Le plus petit, lui, s'abandonne à des rages illimitées, rares, mais totales. Une bonne claque sur un derrière dodu et sans rancune ouvre l'écluse bienfaisante des larmes et des cris. Alors, mais alors seulement intervient mon allié patient et invincible: le poêle à dessins. Je pousse contre lui un Jean-Nicolas muré dans le silence, un petit enfant hurlant, assez fier de sa rage, et j'attends que le charme agisse.
Le vieux poêle est blanc, à dessins bleus, doux aux visages brûlants, lisse aux mains moites. Sur ses «catelles» défilent un pêcheur, une amazone, une ruine charmante, un port encombré de caravelles. Et surtout à hauteur de petit enfant, un chasseur, un genou en terre, vise un lapin bleu qui file, trois catelles plus loin, vers une colonnade cernée de lierres et de pampres. Il est poursuivi par un chien d'une espèce indéfinissable, qui tient un peu du cochon et un peu du basset avec une curieuse tête qui le fait ressembler à un veau. Tout cela serait parfaitement banal si, sur la deuxième catelle après le chasseur, entre le chien et le lapin, il n'y avait (placé par une géniale aberration du constructeur) un vieux monsieur paisible qui surveille une marmite posée sur un feu de broussaille.

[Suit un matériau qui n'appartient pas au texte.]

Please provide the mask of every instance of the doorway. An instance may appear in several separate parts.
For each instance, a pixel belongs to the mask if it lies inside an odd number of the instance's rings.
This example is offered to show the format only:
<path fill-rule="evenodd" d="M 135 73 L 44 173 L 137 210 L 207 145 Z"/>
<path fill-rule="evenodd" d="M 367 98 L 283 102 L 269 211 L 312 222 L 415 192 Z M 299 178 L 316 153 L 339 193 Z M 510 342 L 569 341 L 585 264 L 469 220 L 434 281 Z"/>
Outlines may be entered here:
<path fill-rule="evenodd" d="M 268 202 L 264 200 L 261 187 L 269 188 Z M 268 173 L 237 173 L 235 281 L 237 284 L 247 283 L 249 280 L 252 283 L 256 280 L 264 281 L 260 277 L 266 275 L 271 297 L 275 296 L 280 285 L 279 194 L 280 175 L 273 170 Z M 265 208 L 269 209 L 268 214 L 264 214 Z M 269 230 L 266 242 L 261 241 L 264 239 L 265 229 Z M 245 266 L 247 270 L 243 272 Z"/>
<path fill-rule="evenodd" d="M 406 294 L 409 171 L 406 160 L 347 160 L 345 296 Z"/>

Ce vieux monsieur ignorant le danger mortel qui le menace excite immanquablement la pitié de mes deux furieux. Le charme de ce petit univers à deux dimensions agit, et la colère s'égare dans ce paisible monde où n'ont que faire passions et violences. Par de mystérieuses voies teintées de merveilleux, mes enfants réintègrent le monde réel, apaisés, prêts à demander pardon, afin de pouvoir plus vite discuter avec délices du sort du vieux monsieur, du lapin bleu, du chien-cochon et du chasseur presque homicide.
Je me demande combien de temps encore je pourrai confier mes deux endiablés à mon paisible poêle. Peut-être que son charme, délicat comme un sortilège, enchantera tant le cour de mes fils qu'ils se souviendront quand ils seront des hommes des sentiers qu'il faut suivre en esprit pour épuiser des colères inutiles ou de lourdes rancunes, et retrouver toujours le chemin clair de l'amitié, des pardons échangés.